2. The method of claim 1, further comprising, prior to the acquiring the target test set:

acquiring an initial image data set containing a low-resolution image, and dividing and processing the initial image data set according to a first set proportion to obtain a basic training set;

image preprocessing basic training images in the basic training set to obtain a target training set expanded by data;

inputting the target training images in the target training set into a basic super-resolution reconstruction model to generate a predicted image and a prediction score corresponding to the predicted image;

and training and processing the basic super-resolution reconstruction model based on the association relation between the predicted score and the real score to obtain a target super-resolution reconstruction model after training.

3. The method of claim 2, wherein the obtaining the target test set comprises:

acquiring an initial image data set containing a low-resolution image, and dividing and processing the initial image data set according to a second set proportion to obtain a target test set;

after the target feature map is processed through up-sampling of the sub-pixel convolution layer to obtain a resolution reconstruction map corresponding to a target test image, the method further comprises the following steps:

analyzing and processing the resolution reconstruction map, determining defect problems contained in the resolution reconstruction map, and generating a target solution corresponding to a target test image according to the defect problems.

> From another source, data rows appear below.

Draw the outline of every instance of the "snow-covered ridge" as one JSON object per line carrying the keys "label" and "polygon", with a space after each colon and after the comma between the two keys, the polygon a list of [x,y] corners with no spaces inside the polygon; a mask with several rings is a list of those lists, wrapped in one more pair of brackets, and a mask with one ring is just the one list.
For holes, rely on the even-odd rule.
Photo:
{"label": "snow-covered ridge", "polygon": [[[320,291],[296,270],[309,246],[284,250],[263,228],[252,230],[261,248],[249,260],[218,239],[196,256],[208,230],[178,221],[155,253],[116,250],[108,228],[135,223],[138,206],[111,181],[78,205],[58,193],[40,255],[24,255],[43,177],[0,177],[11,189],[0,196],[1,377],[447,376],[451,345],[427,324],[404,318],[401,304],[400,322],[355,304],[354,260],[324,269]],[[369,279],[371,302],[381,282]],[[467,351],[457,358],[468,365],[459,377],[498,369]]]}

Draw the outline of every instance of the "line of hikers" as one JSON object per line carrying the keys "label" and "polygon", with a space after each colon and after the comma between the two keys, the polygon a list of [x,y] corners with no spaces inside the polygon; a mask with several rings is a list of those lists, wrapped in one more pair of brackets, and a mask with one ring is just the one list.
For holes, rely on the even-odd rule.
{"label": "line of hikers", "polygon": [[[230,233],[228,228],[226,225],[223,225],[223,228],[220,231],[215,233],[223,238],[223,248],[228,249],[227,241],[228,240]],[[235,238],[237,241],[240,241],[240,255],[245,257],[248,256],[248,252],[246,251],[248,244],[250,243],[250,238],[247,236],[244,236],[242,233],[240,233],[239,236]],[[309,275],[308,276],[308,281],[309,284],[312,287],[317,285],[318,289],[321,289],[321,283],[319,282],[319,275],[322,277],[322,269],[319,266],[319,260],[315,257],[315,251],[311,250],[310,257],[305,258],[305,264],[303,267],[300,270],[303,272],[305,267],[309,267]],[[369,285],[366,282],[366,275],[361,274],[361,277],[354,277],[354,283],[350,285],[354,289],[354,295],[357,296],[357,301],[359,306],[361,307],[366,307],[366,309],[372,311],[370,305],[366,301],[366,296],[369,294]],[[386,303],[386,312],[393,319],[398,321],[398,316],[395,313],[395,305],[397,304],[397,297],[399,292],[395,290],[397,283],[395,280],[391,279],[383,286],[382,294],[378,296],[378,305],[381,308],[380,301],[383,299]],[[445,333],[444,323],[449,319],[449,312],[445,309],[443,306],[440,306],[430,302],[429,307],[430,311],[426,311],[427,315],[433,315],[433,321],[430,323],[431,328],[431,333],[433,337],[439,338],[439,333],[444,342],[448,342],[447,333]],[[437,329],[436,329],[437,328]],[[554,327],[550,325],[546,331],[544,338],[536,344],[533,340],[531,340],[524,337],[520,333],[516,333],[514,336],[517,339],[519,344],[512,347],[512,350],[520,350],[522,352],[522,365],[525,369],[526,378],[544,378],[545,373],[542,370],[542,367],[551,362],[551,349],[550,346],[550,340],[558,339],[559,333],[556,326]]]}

4. The method of claim 2, wherein the image pre-processing the base training images in the base training set to obtain a data-augmented target training set, comprising:

5. The method according to claim 2, wherein the training the base super-resolution reconstruction model based on the association between the prediction score and the true score to obtain a trained target super-resolution reconstruction model comprises:

and training and processing the basic super-resolution reconstruction model according to an average absolute error loss function based on the association relation between the prediction score and the real score to obtain a trained target super-resolution reconstruction model.

6. The method according to claim 1, wherein the refining the base texture feature map by the target attention mechanism module in the dense connection symmetry layer to obtain a refined feature map comprises:

7. A convolutional neural network-based resolution reconstruction device, comprising:

the reconstruction image generation module is used for processing the target feature image through up-sampling of the sub-pixel convolution layer to obtain a resolution reconstruction image corresponding to the target test image;

the fusion processing module is specifically configured to: calibrating and processing the initial feature map through a first self-calibration convolution module in the densely connected symmetrical layer, and generating a basic texture feature map corresponding to the initial feature map;

8. An electronic device, the electronic device comprising:

At least one processor; the method comprises the steps of,

a memory communicatively coupled to the at least one processor; wherein,

the memory stores a computer program executable by the at least one processor to enable the at least one processor to perform the convolutional neural network-based resolution reconstruction method of any one of claims 1-6.

9. A computer readable storage medium storing computer instructions for causing a processor to implement the convolutional neural network-based resolution reconstruction method of any one of claims 1-6 when executed.